BANGSAR residents want a review of Kuala Lumpur City Hall’s (DBKL) Rule 5 governing development, as it does not serve its purpose of getting the consent of stakeholders.
At a joint press conference by all four residents’ associations in Bangsar at Bukit Bandaraya Community Complex, the leaders said Rule 5 was flawed and not functioning as intended.
Rule 5 is a provision of law that requires the mayor to refer to the registered owners of the adjacent land, through advertisements in newspapers and exhibition to invite objections to the application for development that involves the conversion of land use, zoning or increase in residential density.

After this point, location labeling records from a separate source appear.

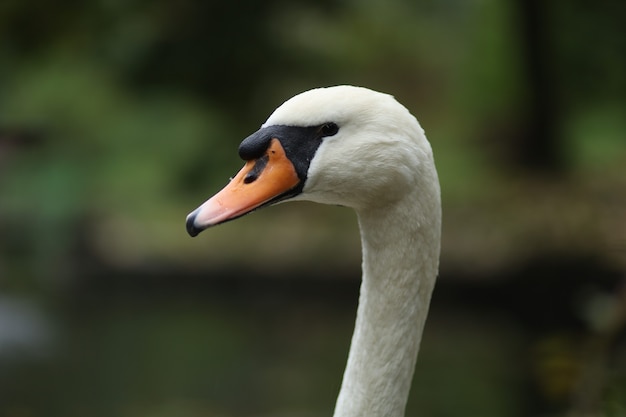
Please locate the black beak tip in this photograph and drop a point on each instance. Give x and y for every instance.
(191, 227)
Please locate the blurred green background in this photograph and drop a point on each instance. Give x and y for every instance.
(118, 117)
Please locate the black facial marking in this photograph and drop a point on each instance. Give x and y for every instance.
(259, 166)
(300, 145)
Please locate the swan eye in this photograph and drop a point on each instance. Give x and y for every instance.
(329, 129)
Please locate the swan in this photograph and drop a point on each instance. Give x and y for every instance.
(351, 146)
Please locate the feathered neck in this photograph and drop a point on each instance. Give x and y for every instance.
(400, 247)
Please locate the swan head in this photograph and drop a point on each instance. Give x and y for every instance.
(339, 145)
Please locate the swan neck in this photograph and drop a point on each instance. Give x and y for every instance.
(400, 262)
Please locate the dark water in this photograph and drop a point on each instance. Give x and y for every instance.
(242, 344)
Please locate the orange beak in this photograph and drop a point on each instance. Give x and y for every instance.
(260, 181)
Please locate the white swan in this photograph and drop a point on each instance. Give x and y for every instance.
(355, 147)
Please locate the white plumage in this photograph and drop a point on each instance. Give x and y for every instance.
(380, 164)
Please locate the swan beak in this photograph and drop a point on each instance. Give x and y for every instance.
(259, 182)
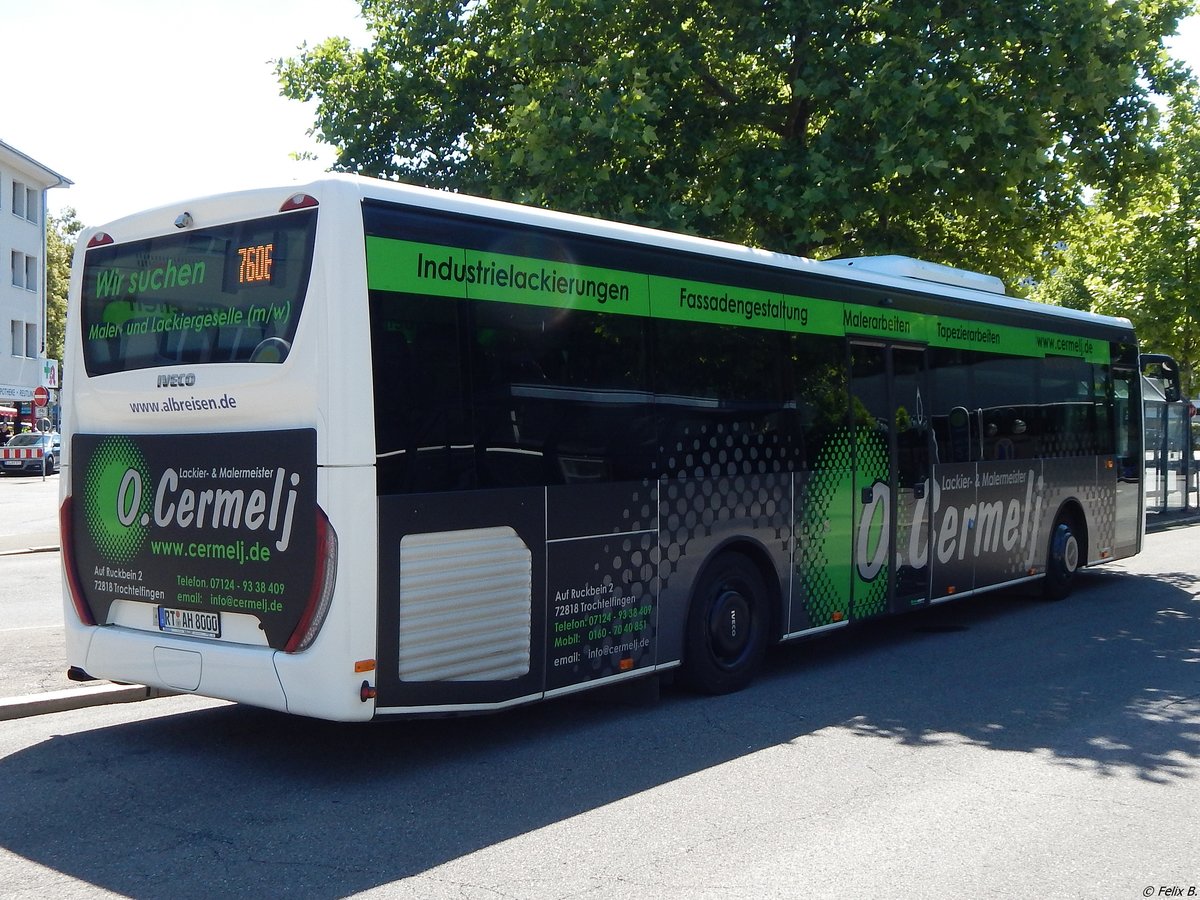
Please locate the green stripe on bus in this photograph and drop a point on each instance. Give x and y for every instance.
(439, 270)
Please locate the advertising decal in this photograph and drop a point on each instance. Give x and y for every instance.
(199, 526)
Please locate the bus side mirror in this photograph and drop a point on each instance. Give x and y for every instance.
(1164, 372)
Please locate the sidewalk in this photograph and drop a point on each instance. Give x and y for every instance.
(33, 664)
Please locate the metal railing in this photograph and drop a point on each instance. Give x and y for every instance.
(1173, 463)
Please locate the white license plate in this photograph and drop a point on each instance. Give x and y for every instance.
(190, 622)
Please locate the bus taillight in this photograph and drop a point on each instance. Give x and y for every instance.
(73, 587)
(323, 577)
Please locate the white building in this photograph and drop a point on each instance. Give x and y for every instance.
(23, 365)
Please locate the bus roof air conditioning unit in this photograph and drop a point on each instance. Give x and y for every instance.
(909, 268)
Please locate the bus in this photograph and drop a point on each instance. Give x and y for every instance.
(360, 450)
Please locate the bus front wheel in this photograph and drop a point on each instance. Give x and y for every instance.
(727, 625)
(1063, 558)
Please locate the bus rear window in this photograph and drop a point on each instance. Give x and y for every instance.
(226, 294)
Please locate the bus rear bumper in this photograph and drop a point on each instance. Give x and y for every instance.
(244, 675)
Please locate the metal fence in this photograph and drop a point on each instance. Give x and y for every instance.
(1173, 462)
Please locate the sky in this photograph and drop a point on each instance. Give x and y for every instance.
(148, 102)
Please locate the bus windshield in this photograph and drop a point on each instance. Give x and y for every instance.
(226, 294)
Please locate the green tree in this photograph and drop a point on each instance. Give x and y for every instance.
(60, 234)
(1133, 250)
(948, 130)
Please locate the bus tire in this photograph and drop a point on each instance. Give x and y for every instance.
(727, 625)
(1062, 557)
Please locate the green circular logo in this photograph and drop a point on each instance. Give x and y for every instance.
(117, 498)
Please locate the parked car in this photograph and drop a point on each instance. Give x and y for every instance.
(16, 456)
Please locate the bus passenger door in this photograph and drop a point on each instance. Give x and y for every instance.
(892, 471)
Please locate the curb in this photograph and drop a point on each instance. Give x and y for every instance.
(76, 699)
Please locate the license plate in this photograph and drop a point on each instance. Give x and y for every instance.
(190, 622)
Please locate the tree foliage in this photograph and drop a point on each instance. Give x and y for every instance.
(1133, 250)
(948, 130)
(60, 237)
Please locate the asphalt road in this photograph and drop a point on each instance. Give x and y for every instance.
(1000, 747)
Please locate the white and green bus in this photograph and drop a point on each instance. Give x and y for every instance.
(361, 450)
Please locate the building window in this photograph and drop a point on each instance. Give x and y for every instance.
(24, 270)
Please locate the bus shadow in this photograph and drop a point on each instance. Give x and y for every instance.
(1104, 682)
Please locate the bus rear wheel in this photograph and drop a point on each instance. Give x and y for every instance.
(1063, 558)
(727, 624)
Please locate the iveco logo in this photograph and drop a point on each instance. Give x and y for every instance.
(178, 381)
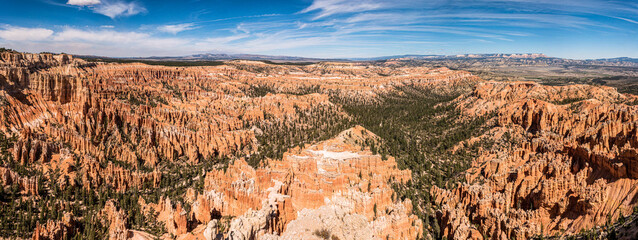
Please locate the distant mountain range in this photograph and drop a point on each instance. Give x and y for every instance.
(257, 57)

It is part of the Planning Development Amendment Rules 1994, a bylaw under the Federal Territory Planning Act 1982.
Bukit Bandaraya Residents Association chairman Datuk M. Ali said the commercialisation of residential units was the biggest concern for residents in this neighbourhood.
“For example, in the case of a kindergarten in Lorong Maarof, DBKL called for a hearing where all attendees objected to it. DBKL promised that our views would be taken into consideration but then the kindergarten was still somehow approved and now it is all set to open. It is unfair for the neighbours, who have been living here for decades.
“I have written many letters to DBKL and the Federal Territories Ministry, raising numerous similar issues in the neighbourhood that could have been easily solved if the existing law was enforced, but I have not even got an acknowledgment letter.
“We want the Prime Minister to intervene because he promised that the public’s interest would be given priority,” said Ali.
Bangsar Baru Residents Association (BBRA) president Datuk George Joseph said misuse of residential units was also rising in his neighbourhood.
“Any commercialisation plan should have a proper structure. The number of kindergartens should be controlled.
“Even if an owner wants to convert his residential property into a commercial unit such as a homestay, it should follow a proper guideline and not to the whim and fancy of the property owner.
“The consent of the neighbours and the RA should be a must, too,” he said.
“Some houses are also used as hostels for workers. The workers have a right to live in our neighbourhood but not at the expense of our safety because these hostels house more than 20 workers, becoming a fire hazard. Those houses used as hostels are also dirty,” he added.
Joseph said the onus should be on the house owner to ensure their property was not used for illegal purposes.
“There are many office buildings and shoplots in this area, so I do not see the need to use residential units as hostels,” he said.
Bangsar Park Residents Association president Raja Kandan Ratnasingam said there were four houses in his residential area being used as offices and for a homestay.
“DBKL is asking me for proof that the residential units are operating as offices. Although there are no signboards, the residents know because there are many vehicles not belonging to the residents parked here during work hours.
“It is DBKL’s duty to check on our complaints but they have passed the task to us. I am writing a petition and will get the signatures of the residents in the hope of convincing DBKL,” he said.
Lucky Garden Residents Association president Datuk Ahmad Nordeen Mohd Salleh said although his area was least affected by the misuse of residential premises, he was afraid that the time might soon come.
“Once all the strategic units in the other areas are taken, the business-minded people may set their sights on Lucky Garden.
“DBKL needs to draw a clear line between commercial and residential areas.
“The local authority also needs to buck up as the people in Bangsar are not satisfied with the level of enforcement,” he said.
BBRA secretary Prem Kumar Nair said the fact that all four RAs in Bangsar had come together to hold a joint press conference spoke of the gravity of the issue.
He hoped that DBKL would step up to find a permanent solution to the problem.